高円宮杯JFA U−18プリンスリーグ関東1部は5月6日、各地で第5節の3試合が行なわれ、浦和レッズユースはヴァンフォーレ甲府U−18と0−0で引き分け、開幕から5試合無敗で勝点を13に伸ばして首位を守った。

 気温31度。強風とともに強い日差しが照りつけるなか、午後1時半にキックオフ。浦和は立ち上がりから甲府に押し込まれる展開が続き、マイボールにしてもつなぎのパスでミスが目立ったほか、横パスと後方へのパスが多くて肝心の鋭いくさびを打ち込む回数が極端に少なかった。

 昨季からの経験者、右SB瀬山航生(3年)の良質の右クロスをFW会田光希(2年)がヘッドで合わせたシュートが唯一の決定機で、前半は昨季のプリンスリーグ関東2部を制し、1部に昇格したばかりの甲府に主導権を握られた。

 萩村滋則新監督は、「この暑さなので前半は0−0でもいいかな、という思いが選手にはあったのかもしれない。それにしてもイラっとするほど走れなかったですね」と苦笑いを浮かべた。

 46歳の同監督は東京ヴェルディの育成年代を長らく指導し、2019年から浦和ユースのコーチとなり今季から指揮を執っている。

 後半に入っても大勢は変わらず、浦和のビッグチャンスは1度きり。11分、前節までに5得点している1トップの清水星竜(3年)が敵ボールを奪ってトップ下の河原木響(3年)にパス。

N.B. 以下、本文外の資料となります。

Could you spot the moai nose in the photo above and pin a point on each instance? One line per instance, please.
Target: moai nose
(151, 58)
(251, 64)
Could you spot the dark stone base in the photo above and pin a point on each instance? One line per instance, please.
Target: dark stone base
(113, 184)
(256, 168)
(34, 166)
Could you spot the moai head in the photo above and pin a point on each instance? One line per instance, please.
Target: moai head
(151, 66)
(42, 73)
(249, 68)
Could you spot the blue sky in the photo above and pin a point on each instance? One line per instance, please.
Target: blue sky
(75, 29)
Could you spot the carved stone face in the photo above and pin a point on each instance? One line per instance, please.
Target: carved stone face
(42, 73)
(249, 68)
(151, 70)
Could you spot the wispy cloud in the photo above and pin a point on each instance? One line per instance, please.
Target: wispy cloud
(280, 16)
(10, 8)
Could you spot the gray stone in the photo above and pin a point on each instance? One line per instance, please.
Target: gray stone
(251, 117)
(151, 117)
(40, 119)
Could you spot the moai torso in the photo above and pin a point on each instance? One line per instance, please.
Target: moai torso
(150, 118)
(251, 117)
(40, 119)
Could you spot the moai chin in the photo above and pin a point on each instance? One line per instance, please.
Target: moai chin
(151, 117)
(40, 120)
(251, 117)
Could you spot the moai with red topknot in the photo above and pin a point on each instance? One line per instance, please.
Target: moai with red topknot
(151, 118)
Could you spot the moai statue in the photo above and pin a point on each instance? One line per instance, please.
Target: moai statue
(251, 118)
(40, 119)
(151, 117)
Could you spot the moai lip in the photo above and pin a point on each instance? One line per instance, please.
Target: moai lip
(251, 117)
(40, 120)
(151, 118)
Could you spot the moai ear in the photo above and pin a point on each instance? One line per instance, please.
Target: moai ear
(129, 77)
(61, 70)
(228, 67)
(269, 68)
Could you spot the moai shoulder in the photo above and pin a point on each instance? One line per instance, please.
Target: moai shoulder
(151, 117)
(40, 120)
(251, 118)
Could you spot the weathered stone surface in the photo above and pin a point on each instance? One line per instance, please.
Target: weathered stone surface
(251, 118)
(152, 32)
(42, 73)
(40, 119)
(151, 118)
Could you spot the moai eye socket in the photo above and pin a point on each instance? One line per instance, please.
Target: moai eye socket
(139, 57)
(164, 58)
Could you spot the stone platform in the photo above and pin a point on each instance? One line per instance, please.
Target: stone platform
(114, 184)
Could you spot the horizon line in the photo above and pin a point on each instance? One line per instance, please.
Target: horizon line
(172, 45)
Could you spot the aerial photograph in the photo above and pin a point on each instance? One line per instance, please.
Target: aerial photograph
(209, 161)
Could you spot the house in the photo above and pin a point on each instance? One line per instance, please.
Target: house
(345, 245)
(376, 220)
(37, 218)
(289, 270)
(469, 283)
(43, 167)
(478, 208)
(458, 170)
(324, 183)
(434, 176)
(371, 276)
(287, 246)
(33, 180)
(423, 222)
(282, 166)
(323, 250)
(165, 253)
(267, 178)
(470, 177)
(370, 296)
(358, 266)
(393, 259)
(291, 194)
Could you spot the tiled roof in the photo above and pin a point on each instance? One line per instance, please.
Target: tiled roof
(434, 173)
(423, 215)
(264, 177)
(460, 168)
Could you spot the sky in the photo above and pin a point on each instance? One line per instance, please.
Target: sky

豪快な一撃を放ったものの、GKの正面を突いてしまい得点できなかった。

 その一方で、甲府に打たれた7本のシュートのうち決定打が4度あったが、前節までの4試合で3試合を無失点に封じてきた守備陣が踏ん張った。CB植竹優太(3年)が、前半6分の強シュートに素早く身体を預けてブロックすれば、GK吉澤匠真(2年)は後半31分の絶体絶命の一撃を横っ跳びで防御した。
 
 今季から育成年代を統括する内舘秀樹アカデミーダイレクターは、ここまで好調な要因について「青柳と植竹のセンターバックを中心に守備が安定しているのが大きいですね。みんな生き生きとやれています」と説明した。

 試合は0−0で終了し開幕からの連勝は4で止まったが、無失点試合も4に伸ばした。

 萩村監督は「しっくりいかない勝点1ではありますが、これで次節の帝京高戦に向けて引き締まると思う。暑さなど(の条件)によって、うまく試合を運べないのが高校生。今日の試合を経験した選手が何を感じ、何を変えられるかが重要なんです。戦況や局面に柔軟に対応できるチームづくりをしていきたい」と述べた。
 浦和は主力となる関谷輝と阿部水帆(ともに3年)の両MFが、開幕前にそろってひざのじん帯を断裂し長期離脱中。4月19日のルヴァンカップ1次リーグ第4節の湘南ベルマーレ戦で17歳4か月14日という、Jリーグの公式戦でクラブ史上最年少得点を決めたMF早川隼平は、トップチームへの帯同で第3節以降は出場していない。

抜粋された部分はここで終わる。